In the walk-through, I crated a module called keyvault_utils, and added a single function, get_keyvault_secret.  

When setup.py is run from the Python command-line, this code will be packaged so that the keyvault_utils module can be imported into a Fabric notebook.

def get_keyvault_secret(key_vault_name, key_name):
  from notebookutils import mssparkutils
  from trident_token_library_wrapper import PyTridentTokenLibrary as tl

  # Get access token to key vault for current session ID
  access_token = mssparkutils.credentials.getToken("keyvault")

  secret = tl.get_secret_with_token( \
    f"https://{key_vault_name}.vault.azure.net/", \
    key_name, \
    access_token)
  
  # Print this for demo purposes (not recommended in production code)
  print(f"Got a secret with {len(secret)} bytes length.")
  return secret

Running setup.py

Once the package content is organized, run setup.py from the terminal in the top-level project folder to build the Wheel (.whl) file:

$ python setup.py bdist_wheel

When the run completes, a number of new files will be created in your project tree. The final output is the .whl pacakge file located in the dist folder.

The .whl file is actually a .zip file with a different file extension, and contains the python package code plus additional metadata files that tell Fabric how to install the package.

Completed Wheel Package

Installing the Wheel Package

Installing a Wheel package into Fabric is as simple as uploading it as a Lakehouse File!

Uploaded Wheel Package

Using the Wheel Package from a Notebook

To use the Wheel package, simply %pip install it into your notebook, import the desired module, and call the function.

To call the get_keyvault_secret function in a notebook, for example:

%pip install /lakehouse/default/Files/shared_code/shared_utils-1.0.0-py3-none-any.whl

from shared_utils import keyvault_utils

openai_services_key = keyvault_utils.get_keyvault_secret('KEY_VAULT_NAME', 'KEY_NAME)

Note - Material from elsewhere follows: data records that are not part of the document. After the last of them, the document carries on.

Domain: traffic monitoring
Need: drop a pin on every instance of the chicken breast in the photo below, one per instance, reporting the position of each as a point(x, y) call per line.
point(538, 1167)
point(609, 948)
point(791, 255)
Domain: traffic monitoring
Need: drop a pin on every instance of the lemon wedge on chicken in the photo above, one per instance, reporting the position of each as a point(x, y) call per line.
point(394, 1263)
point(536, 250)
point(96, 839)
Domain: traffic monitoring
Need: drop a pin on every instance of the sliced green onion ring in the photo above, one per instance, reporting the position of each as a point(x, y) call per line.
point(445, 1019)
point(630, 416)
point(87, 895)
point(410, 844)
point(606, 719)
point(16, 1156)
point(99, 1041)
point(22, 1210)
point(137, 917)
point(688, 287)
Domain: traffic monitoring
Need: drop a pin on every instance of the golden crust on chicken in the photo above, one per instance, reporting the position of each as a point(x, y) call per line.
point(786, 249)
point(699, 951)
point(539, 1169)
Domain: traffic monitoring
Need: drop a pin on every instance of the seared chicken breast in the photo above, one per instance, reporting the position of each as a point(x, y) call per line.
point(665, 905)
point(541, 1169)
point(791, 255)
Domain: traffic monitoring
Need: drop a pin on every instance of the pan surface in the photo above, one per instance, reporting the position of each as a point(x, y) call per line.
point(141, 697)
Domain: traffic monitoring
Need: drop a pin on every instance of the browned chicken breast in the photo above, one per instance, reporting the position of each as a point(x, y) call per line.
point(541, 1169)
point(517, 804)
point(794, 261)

When the above code runs in a Fabric notebook, the Wheel library will be installed at the session scope, and the openai_services_key variable will be assigned the value of the requested secret from Key Vault

💡
The call to Key Vault will use the current session identity, so the code will succeed only if the current user (if run interactively) has read access to the specified key vault.
Running the Wheel Package Code from a Notebook

Summary

And that's it!  Once you know how to create Wheel packages as in this tutorial, using them to package and reuse code in Fabric notebooks becomes easy and convenient.

💡
The code for this walk-through is available in my GitHub repo.